2021-11-08 Weeknotes: datasette-jupyterlite, test and publish an open source Python library pytest-recording

datasette-jupyterlite

JupyterLite is absolutely incredible : it’s a full, working distribution of Jupyter that runs entirely in a browser, thanks to a Python interpreter (and various other parts of the scientific Python stack) that has been compiled to WebAssembly by the Pyodide project.

Since it’s just static JavaScript (and WASM modules) it’s possible to host it anywhere that can run a web server.

Datasette runs a web server…

So, I built datasette-jupyterlite ( https://datasette.io/plugins/datasette-jupyterlite ) a Datasette plugin that bundles JupyterLite and serves it up as part of the Datasette instance.

Here’s some Python code that will retrieve data from the associated Datasette instance and pull it into a Pandas DataFrame:

import pandas, pyodide
pandas.read_csv(pyodide.open_url(
  "https://latest-with-plugins.datasette.io/github/stars.csv")
)

(I haven’t yet found a way to do this with a relative rather than absolute URL.)

The best part of this is that it works in Datasette Desktop! You can install the plugin using the “Install and manage plugins” menu item to get a version of Jupyter running in Python running in WebAssembly running in V8 running in Chromium running in Electron.

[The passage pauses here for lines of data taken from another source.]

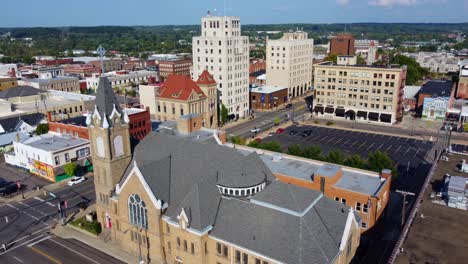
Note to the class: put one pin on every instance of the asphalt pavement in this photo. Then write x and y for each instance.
(25, 229)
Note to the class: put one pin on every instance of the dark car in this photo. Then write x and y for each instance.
(8, 189)
(307, 133)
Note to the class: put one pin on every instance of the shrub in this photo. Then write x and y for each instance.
(92, 227)
(70, 168)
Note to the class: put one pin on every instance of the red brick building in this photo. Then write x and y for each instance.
(257, 68)
(343, 44)
(58, 61)
(267, 97)
(179, 67)
(140, 124)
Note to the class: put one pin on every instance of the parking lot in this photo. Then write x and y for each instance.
(405, 152)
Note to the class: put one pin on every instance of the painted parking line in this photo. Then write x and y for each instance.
(399, 147)
(370, 146)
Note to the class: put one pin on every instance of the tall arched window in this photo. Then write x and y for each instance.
(118, 146)
(137, 212)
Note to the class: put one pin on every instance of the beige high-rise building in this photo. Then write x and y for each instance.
(224, 53)
(289, 62)
(363, 93)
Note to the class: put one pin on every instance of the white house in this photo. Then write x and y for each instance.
(46, 154)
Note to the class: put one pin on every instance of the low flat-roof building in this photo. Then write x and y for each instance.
(366, 192)
(62, 83)
(268, 97)
(45, 155)
(25, 100)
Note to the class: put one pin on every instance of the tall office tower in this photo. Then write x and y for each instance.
(343, 44)
(289, 62)
(225, 54)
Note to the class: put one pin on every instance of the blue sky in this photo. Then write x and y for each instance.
(25, 13)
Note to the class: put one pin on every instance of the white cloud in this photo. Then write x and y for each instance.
(342, 2)
(388, 3)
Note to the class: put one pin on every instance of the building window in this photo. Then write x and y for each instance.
(237, 256)
(137, 211)
(118, 146)
(358, 206)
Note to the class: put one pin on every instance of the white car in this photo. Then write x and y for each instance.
(75, 180)
(255, 130)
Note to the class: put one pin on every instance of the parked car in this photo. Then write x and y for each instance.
(12, 187)
(255, 130)
(75, 180)
(280, 130)
(307, 133)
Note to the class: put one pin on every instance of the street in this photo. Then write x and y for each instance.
(25, 229)
(265, 120)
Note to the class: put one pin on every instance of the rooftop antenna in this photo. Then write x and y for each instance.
(101, 52)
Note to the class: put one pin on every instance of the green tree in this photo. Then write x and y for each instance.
(237, 140)
(70, 168)
(331, 57)
(355, 161)
(223, 114)
(277, 120)
(377, 161)
(336, 157)
(360, 60)
(295, 150)
(42, 129)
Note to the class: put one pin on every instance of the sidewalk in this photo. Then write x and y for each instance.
(110, 247)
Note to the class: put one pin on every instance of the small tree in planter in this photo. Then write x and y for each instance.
(277, 121)
(70, 168)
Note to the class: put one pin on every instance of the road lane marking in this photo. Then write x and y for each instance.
(39, 199)
(18, 259)
(42, 253)
(40, 230)
(72, 250)
(29, 241)
(39, 241)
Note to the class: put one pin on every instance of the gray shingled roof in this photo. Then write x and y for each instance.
(105, 98)
(20, 91)
(174, 166)
(287, 196)
(313, 238)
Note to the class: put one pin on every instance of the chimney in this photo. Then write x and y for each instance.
(386, 174)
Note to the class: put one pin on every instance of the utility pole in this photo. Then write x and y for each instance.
(403, 210)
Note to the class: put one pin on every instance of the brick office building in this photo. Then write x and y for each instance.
(267, 97)
(139, 124)
(180, 67)
(343, 44)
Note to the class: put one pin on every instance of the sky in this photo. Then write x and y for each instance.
(34, 13)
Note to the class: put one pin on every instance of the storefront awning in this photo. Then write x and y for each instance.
(373, 116)
(340, 112)
(387, 118)
(362, 114)
(318, 108)
(329, 110)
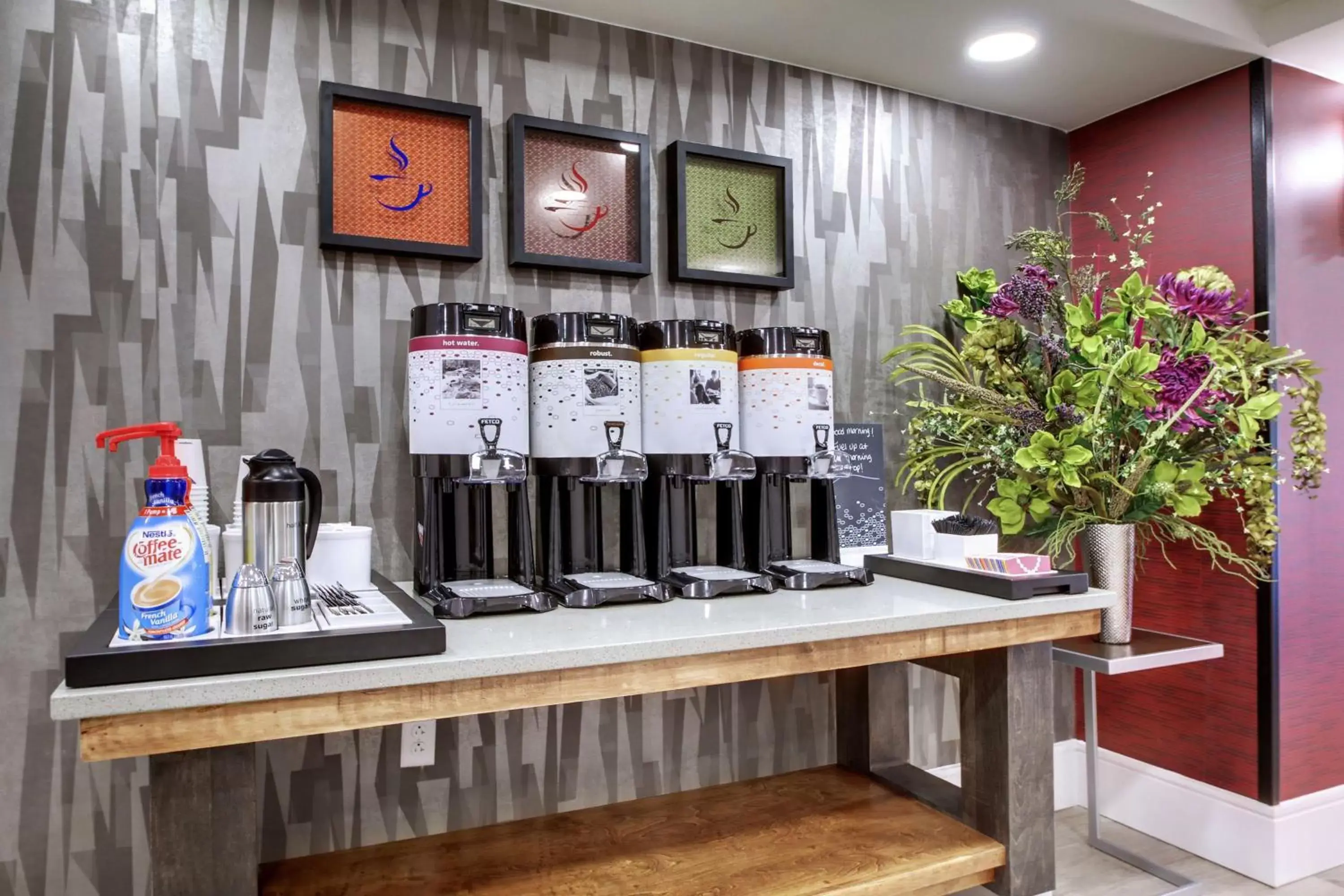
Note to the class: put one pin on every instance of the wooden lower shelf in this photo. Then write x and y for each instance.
(824, 831)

The plugin implementation is just 30 lines of code—it uses the jupyterlite Python package which bundles a .tgz file containing all of the required static assets, then serves files directly out of that tarfile.

How to build, test and publish an open source Python library

My other projects from this week are already written about on the blog:

How to build, test and publish an open source Python library is a detailed write-up of the 10 minute workshop I presented at PyGotham this year showing how to create a Python library, bundle it up as a package using setup.py, publish it to PyPI and then set up GitHub Actions to test and publish future releases.

Using VCR and pytest with pytest-recording

pytest-recording is a neat pytest plugin that makes it easy to use the VCR library ( https://vcrpy.readthedocs.io/en/latest/ ), which helps write tests against HTTP resources by automatically capturing responses and baking them into a YAML file to be replayed during the tests.

It even works with boto3!

To use it, first install it with pip install pytest-recording and then add the @pytest.mark.vcr decorator to a test that makes HTTP calls:

@pytest.mark.vcr
def test_create():
    runner = CliRunner()
    with runner.isolated_filesystem():
        result = runner.invoke(cli, ["create", "pytest-bucket-simonw-1", "-c"])
        assert result.exit_code == 0

The first time you run the tests, use the –record-mode=once option:

pytest -k test_create --record-mode=once

This defaults to creating a YAML file in tests/cassettes/test_s3_credentials/test_create.yaml.

Subsequent runs of pytest -k test_create will reuse those recorded HTTP requests and will not make any network requests - I confirmed this by turning off my laptop’s WiFi.